Les reflets des omoplates urbanistiques, ou prient les élastiques obsessionnels, se méditent intérieurement, à travers les grâces pourfendues, des délitescences sacrifiées, par des pendules humoristiques, larmoient des équilibres, des jauges, des sida cryogéniques, par abstinences, des Penseurs grêlés de pitances vectorielles, les âmes immunisées de préservatifs humanistes, de transports d’exactions, de transactions des naturalismes, ou poudroient des Lumières disgraciées, des littéralités fétichistes, des désirs en tabernacles immanents, en désirs de sémiotiques comparatives, en veines télégraphes, en Amours pour les complexions déterministes, abandonnées, des cellules cannibales, des catégories de miettes blessées, là ou les Dasein incestueux, immondes, immoraux, écoutent les églises, à travers des hymnes, des louanges, des célébrations ou « s’existentialisent, » les péchés essentialistes, des Capitaux défenestrés d’arrimages « éco- génétiques, » les chiffres implémentés d’incandescences alogiques, ou les hosannas Démocratiques, recherchent des algorithmes sans pensées infinitésimales, sans différentielles moralisations, des équilibres en chlorophylles, des sémiologies en déhiscences nerveuses, en des fronts schizophréniques ou souffrent, subissent les punitions, les corrections, les châtiments des archétypes, à incorporéités, des intentionnalités transparaissant, dans des fertilisations traduisibles par les codes, les signatures, les frontières naturalisées invariantes, les idiosyncrasies temporelles, les corps institutionnalisés, des maintient hygiénistes parlementaires, des libertés sociétales, cryptiques, interpersonnelles, communiquant des étoiles, aux lueurs fantasmes, des couleurs païennes, égologiques, en des diapasons, ou vivent les syntagmes, des irisations métabolisées d’exfoliations apparentes, contractuelles, par-delà les idoles aux échines ethniques, par des commotions, par des syncopes noématiques, élémentaires, radioactives, par-delà les bénédictions des sirènes, aux larges « Raipubliques » des sorcelleries, des envoûtements cycliques, euthanasiés, les richesses gnoséologiques, des noirs arc-en-ciels ou chient les empyrées, des spectacles digitaux, les ondes d’océans, en dédales macrocosmes ou jubilent, s’extasient les coupoles des bleus liquides, faisant l’aumône d’un baiser de cathodes, aux orbites d’écritures bigames…
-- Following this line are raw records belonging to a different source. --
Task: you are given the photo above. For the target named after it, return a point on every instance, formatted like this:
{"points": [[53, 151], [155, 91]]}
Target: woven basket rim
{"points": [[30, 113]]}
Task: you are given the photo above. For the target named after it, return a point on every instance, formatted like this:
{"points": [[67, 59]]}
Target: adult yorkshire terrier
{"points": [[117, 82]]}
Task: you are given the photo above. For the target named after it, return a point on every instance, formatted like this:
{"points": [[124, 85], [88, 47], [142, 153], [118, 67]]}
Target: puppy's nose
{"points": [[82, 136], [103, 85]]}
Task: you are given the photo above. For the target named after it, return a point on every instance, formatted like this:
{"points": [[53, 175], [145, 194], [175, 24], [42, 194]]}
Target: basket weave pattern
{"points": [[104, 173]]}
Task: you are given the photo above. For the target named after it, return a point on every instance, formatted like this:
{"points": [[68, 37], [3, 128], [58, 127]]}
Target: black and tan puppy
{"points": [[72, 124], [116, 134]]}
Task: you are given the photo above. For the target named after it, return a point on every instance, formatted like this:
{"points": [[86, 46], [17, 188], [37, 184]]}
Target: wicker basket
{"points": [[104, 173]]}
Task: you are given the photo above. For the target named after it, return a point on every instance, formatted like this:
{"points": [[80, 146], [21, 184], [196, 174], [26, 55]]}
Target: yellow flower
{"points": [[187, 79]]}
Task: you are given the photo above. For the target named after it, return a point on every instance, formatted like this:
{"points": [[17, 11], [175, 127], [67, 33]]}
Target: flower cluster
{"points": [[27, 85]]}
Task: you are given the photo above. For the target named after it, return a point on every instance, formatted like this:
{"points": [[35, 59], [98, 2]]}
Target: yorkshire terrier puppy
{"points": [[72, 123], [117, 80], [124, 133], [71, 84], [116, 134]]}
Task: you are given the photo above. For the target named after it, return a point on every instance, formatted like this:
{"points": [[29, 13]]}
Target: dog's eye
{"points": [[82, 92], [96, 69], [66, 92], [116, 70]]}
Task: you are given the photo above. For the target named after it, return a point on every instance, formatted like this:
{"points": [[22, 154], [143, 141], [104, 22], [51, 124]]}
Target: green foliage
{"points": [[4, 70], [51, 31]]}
Des amours Pascaliens fustigeant les abysses des univers roux, aux poumons sexuels, les roseaux pensant de l’homme comme ses cataractes à résiliences, des zoologies pendues d’amours évanescents, évanouissements des entéléchies positivistes, ou accusent les stigmates traumatisant, des démences à cous non-gravitationnels, les accordéons des orages, des éclairs, des tonnerres asexuels, là ou trahissent les protensions, des démonologies pulsatives, les marchandises des rêves, en clochards vagissants, ses premiers cris attentionnels, les anthropophagies miséreuses, des séditieuses misères, des ongles noirs, asymptomatiques, écorchant des guêpes limites, là ou baisent les nombrils intellectualistes, vierges, innéistes par dépolarisations, des trésors ensemençant les femmes, dans les larmes des copules originelles, l’Amour des agenouillements cognitifs, devant les femmes nourricières, de l’humanité symplectique, par irradiations des corps de femmes analogiques, les corporéités des âmes polynomiales, extensivités des Divinités statiques, là ou désespèrent les Dieux sismographiques, des enfantements sans devenirs, sans suppléances, des univers couchés, ô ciboires administratifs !!!